According to the district court, in Tandon the Supreme Court held that “comparable secular activity” can’t be treated more favorably than religious exercise. Medical exemptions and religious exemptions aren’t comparable, the district court reasoned. “Reducing the risk of adverse medical consequences for a high-risk segment of the population is essential to achieving the public health objective of the vaccine mandate. A religious exemption would not address a risk associated with the vaccine mandate’s central objectives.”

The challengers likewise argued that Maine’s vaccine mandate is not generally applicable because it favors medical reasons over religious reasons. The district court disagreed: “The medical exemption at issue here was adopted to protect persons whose health may be jeopardized by receiving a COVID-19 vaccination. The exemption is rightly viewed as an essential facet of the vaccine’s core purpose of protecting the health of patients and healthcare workers, including those who, for bona fide medical reasons, cannot be safely vaccinated. Because the medical exemption serves the core purpose of the COVID-19 vaccine mandate, it does not reflect a value judgment prioritizing a purely secular interest . . . over religious interests.”  

The district court ultimately concluded Maine’s vaccine mandate passed both rational basis and strict scrutiny review.

The challengers also brought claims against their hospital employers for refusing to grant them a religious accommodation under Title VII. Title VII prohibits employment discrimination on the basis of religion and requires that employers “offer a reasonable accommodation to resolve a conflict between an employee’s sincerely held religious belief and a condition of employment, unless such an accommodation would create an undue hardship for the employer’s business.”
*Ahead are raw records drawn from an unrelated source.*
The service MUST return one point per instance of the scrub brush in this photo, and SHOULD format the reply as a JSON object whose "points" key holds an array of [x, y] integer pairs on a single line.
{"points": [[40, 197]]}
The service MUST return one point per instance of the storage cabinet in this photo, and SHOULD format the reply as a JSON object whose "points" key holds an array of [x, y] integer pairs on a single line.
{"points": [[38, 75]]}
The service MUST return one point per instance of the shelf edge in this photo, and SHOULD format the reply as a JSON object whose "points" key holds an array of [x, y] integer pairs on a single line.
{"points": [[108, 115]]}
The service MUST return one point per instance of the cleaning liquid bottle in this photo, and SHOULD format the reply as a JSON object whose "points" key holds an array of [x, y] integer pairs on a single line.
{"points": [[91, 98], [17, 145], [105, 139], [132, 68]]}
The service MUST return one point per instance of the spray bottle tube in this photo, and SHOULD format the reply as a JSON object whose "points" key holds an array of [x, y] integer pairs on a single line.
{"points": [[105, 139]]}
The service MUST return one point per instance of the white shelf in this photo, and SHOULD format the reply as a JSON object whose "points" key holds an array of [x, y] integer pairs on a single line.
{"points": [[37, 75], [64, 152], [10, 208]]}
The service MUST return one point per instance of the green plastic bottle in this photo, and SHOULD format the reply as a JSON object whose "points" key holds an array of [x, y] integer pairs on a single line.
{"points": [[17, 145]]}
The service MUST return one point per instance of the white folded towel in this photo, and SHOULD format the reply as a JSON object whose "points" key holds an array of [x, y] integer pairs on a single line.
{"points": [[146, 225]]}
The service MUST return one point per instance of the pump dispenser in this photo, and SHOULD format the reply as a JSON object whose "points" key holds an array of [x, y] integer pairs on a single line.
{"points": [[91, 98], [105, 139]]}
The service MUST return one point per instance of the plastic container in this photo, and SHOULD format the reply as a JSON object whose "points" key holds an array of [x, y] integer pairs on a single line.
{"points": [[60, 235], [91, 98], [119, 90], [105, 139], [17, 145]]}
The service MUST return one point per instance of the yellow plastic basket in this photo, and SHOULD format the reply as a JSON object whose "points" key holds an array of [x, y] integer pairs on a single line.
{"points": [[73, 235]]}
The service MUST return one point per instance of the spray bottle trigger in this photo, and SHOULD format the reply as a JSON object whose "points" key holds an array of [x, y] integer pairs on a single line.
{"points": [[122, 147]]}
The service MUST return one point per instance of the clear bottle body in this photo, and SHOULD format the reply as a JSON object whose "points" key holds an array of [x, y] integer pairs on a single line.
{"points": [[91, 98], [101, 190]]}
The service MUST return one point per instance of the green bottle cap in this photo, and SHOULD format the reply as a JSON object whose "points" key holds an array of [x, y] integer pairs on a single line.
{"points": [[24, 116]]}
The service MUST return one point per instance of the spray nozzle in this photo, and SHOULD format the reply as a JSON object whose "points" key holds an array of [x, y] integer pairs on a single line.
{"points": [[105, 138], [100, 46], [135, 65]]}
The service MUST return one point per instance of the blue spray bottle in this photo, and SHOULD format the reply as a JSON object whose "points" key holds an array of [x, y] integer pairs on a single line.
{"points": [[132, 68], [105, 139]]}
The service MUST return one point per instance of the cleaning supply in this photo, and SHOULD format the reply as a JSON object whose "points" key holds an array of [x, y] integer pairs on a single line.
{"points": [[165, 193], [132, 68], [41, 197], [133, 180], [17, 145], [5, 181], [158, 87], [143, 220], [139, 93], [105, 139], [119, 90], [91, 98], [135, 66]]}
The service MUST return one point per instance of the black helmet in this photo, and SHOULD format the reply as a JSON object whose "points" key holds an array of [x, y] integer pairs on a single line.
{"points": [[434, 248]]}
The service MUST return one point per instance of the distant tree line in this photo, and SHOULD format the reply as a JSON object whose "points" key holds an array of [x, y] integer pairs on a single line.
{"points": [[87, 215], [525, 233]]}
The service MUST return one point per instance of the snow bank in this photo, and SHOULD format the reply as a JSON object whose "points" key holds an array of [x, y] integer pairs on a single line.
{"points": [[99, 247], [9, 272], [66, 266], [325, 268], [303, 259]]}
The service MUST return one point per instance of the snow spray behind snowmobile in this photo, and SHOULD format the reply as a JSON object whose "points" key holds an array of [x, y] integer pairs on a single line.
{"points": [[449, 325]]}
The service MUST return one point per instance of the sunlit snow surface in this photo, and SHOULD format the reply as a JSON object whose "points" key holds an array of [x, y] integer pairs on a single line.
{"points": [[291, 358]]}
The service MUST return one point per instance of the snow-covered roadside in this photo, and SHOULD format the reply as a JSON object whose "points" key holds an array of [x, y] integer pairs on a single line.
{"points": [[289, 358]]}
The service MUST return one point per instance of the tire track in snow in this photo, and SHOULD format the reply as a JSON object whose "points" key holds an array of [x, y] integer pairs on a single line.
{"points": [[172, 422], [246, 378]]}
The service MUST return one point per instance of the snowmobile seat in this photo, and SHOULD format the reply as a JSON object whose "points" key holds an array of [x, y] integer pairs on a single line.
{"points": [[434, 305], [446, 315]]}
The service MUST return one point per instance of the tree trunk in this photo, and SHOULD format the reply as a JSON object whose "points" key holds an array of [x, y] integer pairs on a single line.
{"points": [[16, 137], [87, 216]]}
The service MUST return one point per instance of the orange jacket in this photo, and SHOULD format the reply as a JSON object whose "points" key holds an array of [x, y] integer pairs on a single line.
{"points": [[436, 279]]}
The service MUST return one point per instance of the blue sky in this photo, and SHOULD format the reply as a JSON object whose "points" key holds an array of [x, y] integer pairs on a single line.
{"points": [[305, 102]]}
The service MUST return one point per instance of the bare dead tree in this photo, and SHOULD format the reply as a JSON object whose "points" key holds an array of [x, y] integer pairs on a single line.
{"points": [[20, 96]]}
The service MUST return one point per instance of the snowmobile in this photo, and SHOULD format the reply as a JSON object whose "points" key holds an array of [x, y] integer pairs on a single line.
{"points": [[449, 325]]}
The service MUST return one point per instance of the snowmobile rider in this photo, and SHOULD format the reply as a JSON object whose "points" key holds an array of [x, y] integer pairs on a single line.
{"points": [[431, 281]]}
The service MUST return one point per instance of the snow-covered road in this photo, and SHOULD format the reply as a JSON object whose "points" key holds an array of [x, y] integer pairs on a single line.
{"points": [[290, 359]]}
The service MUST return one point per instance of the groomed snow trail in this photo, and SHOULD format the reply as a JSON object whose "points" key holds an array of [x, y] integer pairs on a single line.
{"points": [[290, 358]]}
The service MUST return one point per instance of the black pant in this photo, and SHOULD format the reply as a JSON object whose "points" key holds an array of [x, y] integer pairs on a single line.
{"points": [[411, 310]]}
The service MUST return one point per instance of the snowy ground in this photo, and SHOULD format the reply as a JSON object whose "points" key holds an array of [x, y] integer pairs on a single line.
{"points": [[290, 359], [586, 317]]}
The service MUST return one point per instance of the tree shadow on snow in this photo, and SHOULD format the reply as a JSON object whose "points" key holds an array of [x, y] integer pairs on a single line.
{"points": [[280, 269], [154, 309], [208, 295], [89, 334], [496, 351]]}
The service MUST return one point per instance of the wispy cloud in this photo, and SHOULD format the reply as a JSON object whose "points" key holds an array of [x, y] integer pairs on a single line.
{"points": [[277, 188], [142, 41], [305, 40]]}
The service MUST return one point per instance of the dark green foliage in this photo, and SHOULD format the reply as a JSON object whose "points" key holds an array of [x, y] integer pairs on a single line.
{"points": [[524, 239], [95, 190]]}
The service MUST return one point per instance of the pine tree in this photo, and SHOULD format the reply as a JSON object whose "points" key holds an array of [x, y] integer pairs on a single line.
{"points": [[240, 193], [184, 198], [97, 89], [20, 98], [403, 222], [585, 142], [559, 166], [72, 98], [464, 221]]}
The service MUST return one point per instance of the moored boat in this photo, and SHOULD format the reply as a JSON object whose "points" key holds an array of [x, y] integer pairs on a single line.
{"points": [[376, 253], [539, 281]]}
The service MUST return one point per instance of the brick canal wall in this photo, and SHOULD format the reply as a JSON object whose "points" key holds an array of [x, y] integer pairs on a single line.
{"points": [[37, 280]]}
The district court rejected the challengers’ Title VII argument noting that they failed to exhaust administrative remedies including filing a complaint with the Maine Human Rights Commission or the federal Equal Employment Opportunity Commission.

Before the Supreme Court the challengers renewed their First Amendment free exercise and Title VII arguments. Justice Breyer didn’t ask the state and the employers to respond, didn’t ask the other Justices to weigh in, and didn’t issue a written opinion—all indicating he didn’t think the case was particularly close.